The comprehensive ChiTaRS 5.0 database will serve as a critical tool dedicated to the study of chimeric transcripts in eukaryotes at ‘multi’-omics levels, spanning genomic, transcriptomic and proteomic domains. Our resources such as ChiTaRS, ProtFus and ChiPPI (34,41–43,45) are repeatedly referenced as valuable resources for fusion discovery and annotation (70). The updated version 5.0 of the ChiTaRS database provides a phenomenal increase in annotated and verified chimeric transcripts, compared to the previous ChiTaRS releases, and includes a significant extension of specific research-oriented features like druggable fusions and 3D chromatin contact maps. ChiTaRS 5.0 provides extensive experimental evidence for chimeras specific to cancers, and auto-immune (rheumatoid arthritis, systemic lupus erythematosus) and neurodegenerative disorders (such as Alzheimer's and Parkinson's diseases). These can be effectively applied in the planning of new experiments or for the analysis of large-scale sequencing experiments.

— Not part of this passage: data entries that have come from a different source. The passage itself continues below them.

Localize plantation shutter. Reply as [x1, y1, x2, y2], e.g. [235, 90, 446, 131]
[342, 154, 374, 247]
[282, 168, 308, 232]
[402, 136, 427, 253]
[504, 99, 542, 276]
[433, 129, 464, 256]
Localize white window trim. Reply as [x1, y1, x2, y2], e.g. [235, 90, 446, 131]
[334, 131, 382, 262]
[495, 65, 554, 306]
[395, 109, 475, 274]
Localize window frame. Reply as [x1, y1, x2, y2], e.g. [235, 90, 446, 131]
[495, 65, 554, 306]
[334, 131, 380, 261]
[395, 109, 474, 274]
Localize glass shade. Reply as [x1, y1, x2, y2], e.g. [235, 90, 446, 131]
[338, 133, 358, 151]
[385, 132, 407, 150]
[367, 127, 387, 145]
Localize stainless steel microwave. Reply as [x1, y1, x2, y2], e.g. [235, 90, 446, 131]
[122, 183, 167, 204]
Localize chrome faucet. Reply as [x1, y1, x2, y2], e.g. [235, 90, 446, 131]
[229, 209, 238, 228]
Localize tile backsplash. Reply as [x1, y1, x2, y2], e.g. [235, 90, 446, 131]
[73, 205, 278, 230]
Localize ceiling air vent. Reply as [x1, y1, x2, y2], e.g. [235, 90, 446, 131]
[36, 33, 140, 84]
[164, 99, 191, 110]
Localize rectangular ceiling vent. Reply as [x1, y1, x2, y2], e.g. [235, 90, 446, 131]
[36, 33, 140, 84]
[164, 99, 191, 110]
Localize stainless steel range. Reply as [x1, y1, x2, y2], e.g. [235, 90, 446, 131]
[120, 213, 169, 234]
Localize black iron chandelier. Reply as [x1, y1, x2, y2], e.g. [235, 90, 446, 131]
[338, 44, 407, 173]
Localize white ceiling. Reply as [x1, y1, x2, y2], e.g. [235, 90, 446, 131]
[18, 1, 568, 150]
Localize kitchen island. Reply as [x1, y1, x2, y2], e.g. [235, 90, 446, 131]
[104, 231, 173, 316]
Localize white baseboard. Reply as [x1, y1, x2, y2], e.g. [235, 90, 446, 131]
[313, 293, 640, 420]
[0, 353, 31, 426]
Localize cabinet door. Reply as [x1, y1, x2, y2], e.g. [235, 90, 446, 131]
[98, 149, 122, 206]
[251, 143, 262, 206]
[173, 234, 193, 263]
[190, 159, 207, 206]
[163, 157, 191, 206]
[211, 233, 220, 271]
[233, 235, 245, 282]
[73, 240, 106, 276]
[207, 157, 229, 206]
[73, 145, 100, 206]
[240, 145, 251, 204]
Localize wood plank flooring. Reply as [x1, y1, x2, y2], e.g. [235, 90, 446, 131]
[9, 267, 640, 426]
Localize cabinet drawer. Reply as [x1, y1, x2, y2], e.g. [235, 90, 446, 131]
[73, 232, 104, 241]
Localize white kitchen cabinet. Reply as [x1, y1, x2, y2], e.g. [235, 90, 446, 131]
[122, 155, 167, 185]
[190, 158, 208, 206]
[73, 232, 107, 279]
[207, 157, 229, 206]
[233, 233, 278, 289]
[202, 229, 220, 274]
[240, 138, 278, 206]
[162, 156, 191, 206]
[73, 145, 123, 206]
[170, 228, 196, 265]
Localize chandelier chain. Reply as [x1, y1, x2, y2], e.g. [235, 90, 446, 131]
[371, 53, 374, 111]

Ongoing international consortia like ICGC, PanCancer, 100 000 Genome Project, ADNI, NIAGADS and gnomAD will benefit from this database and from all incremental additions to it, for improving the process of chimera identification and validation. To conclude, the updated ChiTaRS database is designed to advance the field of cancer research as well as evolutionary biology, and ultimately contribute to the therapeutic stratification of diseases using chimeric transcripts, thus validated as potential biomarkers.

DATA AVAILABILITY

The ChiTaRS 5.0 content will be continuously maintained and updated every six months. The database is now publicly accessible at http://chitars.md.biu.ac.il. The previous versions 3.1 and 2.1 are accessible at http://biodb.md.biu.ac.il/chitars.prv/ and http://chitars.bioinfo.cnio.es/, respectively.

SUPPLEMENTARY DATA

Supplementary Data are available at NAR Online.

FUNDING

Israel Cancer Association (ICA) [204562]; Israel Innovation Authority ‘Kamin’ [66824 to M.F-M.]; M.F-M. is a board member of the Data Science Institute, and a member of the Dangoor Personalized Medicine Institute at the Bar-Ilan University. Funding for open access charge: Israel Cancer Association (ICA) [204562]; Israel Innovation Authority ‘Kamin’ [66824 to M.F-M.].

Conflict of interest statement. None declared.